Por que a UE apertou o cerco
O debate sobre saúde mental infantil ganhou força nas capitais europeias após estudos relacionarem redes sociais a quadros de ansiedade, distúrbios alimentares e exposição a conteúdos extremistas. Recentemente, a Meta fechou acordos extrajudiciais com vários estados norte-americanos acusados de negligenciar esses impactos —um caso citado por funcionários de Bruxelas como prova de que o problema transcende fronteiras.
Para von der Leyen, a ascensão da inteligência artificial generativa amplia o risco. Ferramentas capazes de criar imagens realistas em segundos já foram usadas para sexualizar adolescentes ou replicar seus rostos em contextos violentos. Segundo a dirigente, inverter o ônus da prova —fazendo com que as plataformas demonstrem segurança antes de operar com menores— é o caminho para “destravar o potencial positivo da IA” sem negligenciar ameaças.
Pressão interna dos Estados-membros
França e Grécia lideram desde 2025 uma campanha para padronizar políticas de idade mínima. Paris chegou a avaliar uma identidade digital infantil obrigatória; Atenas, por sua vez, endureceu a cobrança de impostos sobre empresas que não restringissem conteúdo adulto. A convergência desses movimentos domésticos acelerou a resposta de Bruxelas.

Imagem: jovens de até
Parcerias internacionais
No mesmo discurso, a presidente da Comissão sugeriu criar um consórcio de “avaliação e verificação” da IA com Canadá, Reino Unido e outras democracias. A ideia é compartilhar sistemas de alerta precoce contra ataques hackers potencializados por modelos avançados, além de balizar critérios de segurança antes que novas ferramentas sejam lançadas ao público.
Tensão transatlântica
O endurecimento europeu volta a desagradar parte do establishment político dos Estados Unidos. O presidente Donald Trump, que retomou o cargo em 2025, acusa Bruxelas de mirar empresas americanas e chegou a ameaçar sobretaxar importações europeias em resposta a “perseguições regulatórias”. Para a Comissão, porém, as maiores beneficiadas serão as famílias: “Nenhum cálculo comercial pode se sobrepor ao bem-estar de milhões de crianças”, disse um alto funcionário sob reserva.
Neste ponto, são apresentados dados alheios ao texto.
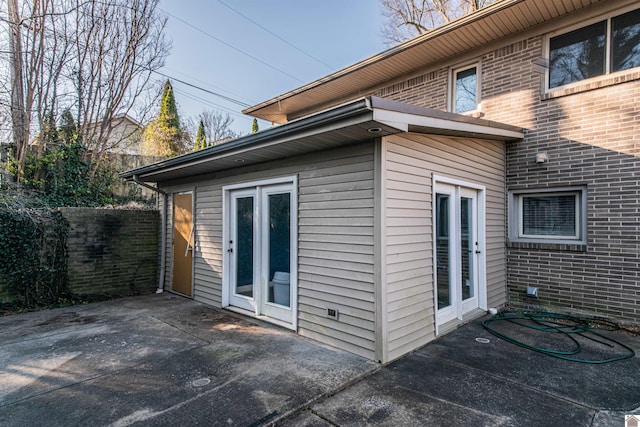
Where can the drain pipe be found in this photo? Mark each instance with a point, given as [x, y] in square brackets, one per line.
[163, 232]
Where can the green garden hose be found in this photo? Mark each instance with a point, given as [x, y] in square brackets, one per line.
[568, 326]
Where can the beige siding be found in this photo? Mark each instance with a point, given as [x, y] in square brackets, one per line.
[335, 241]
[411, 161]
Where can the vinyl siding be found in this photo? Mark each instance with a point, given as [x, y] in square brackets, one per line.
[411, 160]
[335, 241]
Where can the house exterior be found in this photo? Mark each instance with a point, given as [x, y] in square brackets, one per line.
[410, 192]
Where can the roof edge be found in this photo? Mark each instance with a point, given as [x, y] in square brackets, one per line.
[384, 55]
[359, 106]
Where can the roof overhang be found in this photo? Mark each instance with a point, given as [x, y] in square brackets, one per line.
[497, 21]
[360, 120]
Próximos passos e efeitos esperados
A Lei das Crianças será encaminhada ao Parlamento Europeu e ao Conselho, etapa em que eurodeputados e governos nacionais podem sugerir emendas. A expectativa de Bruxelas é concluir as negociações até meados de 2027, permitindo que as regras entrem em vigor no ano seguinte.
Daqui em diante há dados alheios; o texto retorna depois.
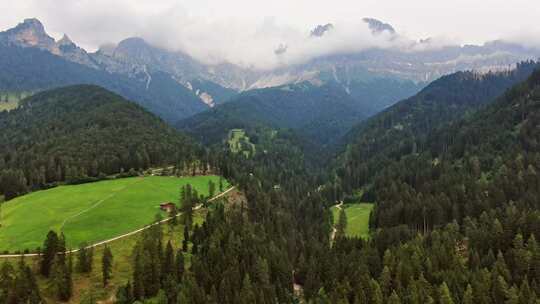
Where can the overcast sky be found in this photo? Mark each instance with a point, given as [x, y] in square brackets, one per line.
[248, 31]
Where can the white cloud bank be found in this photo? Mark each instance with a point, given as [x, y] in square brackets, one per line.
[249, 32]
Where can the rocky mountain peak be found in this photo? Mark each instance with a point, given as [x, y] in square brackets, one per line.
[378, 27]
[320, 30]
[31, 33]
[65, 41]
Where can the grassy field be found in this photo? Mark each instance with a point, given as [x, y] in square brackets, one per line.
[357, 218]
[90, 212]
[239, 142]
[122, 264]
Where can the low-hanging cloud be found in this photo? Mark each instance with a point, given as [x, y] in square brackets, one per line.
[208, 36]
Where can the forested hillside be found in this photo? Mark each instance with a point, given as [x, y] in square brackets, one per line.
[82, 131]
[405, 127]
[455, 223]
[321, 113]
[34, 70]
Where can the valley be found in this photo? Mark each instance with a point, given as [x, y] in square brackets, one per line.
[189, 162]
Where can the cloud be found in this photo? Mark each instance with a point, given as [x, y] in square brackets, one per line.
[243, 32]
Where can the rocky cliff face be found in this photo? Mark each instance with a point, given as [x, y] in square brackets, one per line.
[30, 33]
[420, 63]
Enquanto isso, empresas de tecnologia iniciam corrida para adaptar produtos. Algumas já testam verificadores de idade baseados em reconhecimento facial ou análise de documentos; outras apostam em limites de tempo automáticos para perfis adolescentes. Especialistas preveem que a nova lei obrigará mudanças profundas em algoritmos de recomendação, normalmente calibrados para maximizar tempo de tela.
Plataformas de jogos também deverão revisar loot boxes, caixas de recompensa virtuais frequentemente acusadas de se assemelhar a jogos de azar. Chatbots comerciais, por sua vez, precisarão explicar de forma clara aos usuários infantis que estão interagindo com uma máquina, e não com uma pessoa real, além de manter registros de conversas para auditoria.
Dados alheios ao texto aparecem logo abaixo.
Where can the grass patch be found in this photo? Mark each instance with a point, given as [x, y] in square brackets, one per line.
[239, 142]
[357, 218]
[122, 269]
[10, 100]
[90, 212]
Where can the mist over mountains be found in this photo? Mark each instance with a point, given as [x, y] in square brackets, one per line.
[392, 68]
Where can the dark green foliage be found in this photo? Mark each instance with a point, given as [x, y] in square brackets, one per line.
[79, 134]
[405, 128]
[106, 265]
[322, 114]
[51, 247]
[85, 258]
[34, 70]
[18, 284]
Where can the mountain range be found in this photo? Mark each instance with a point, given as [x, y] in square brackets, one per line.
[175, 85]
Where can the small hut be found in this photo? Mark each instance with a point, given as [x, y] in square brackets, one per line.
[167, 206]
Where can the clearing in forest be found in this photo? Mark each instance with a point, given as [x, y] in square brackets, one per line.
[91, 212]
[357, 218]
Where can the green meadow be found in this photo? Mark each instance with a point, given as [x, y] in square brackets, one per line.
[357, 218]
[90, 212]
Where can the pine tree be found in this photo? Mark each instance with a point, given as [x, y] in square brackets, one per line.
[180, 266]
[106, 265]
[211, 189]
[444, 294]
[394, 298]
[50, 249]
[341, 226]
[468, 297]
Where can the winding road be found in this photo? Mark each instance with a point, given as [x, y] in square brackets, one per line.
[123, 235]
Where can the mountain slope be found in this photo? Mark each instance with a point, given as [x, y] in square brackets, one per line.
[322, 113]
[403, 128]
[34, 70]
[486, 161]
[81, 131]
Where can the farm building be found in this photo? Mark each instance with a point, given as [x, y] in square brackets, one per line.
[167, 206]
Se confirmada, a legislação completará um tripé regulatório europeu formado pela Lei de IA, voltada à segurança de modelos avançados; pela Lei dos Serviços Digitais, que já vigora com sanções milionárias por conteúdo ilegal; e agora pela Lei das Crianças, focada na proteção específica de menores. Juntas, as três normas projetam a UE como o bloco mais rígido do mundo em matéria de controle tecnológico.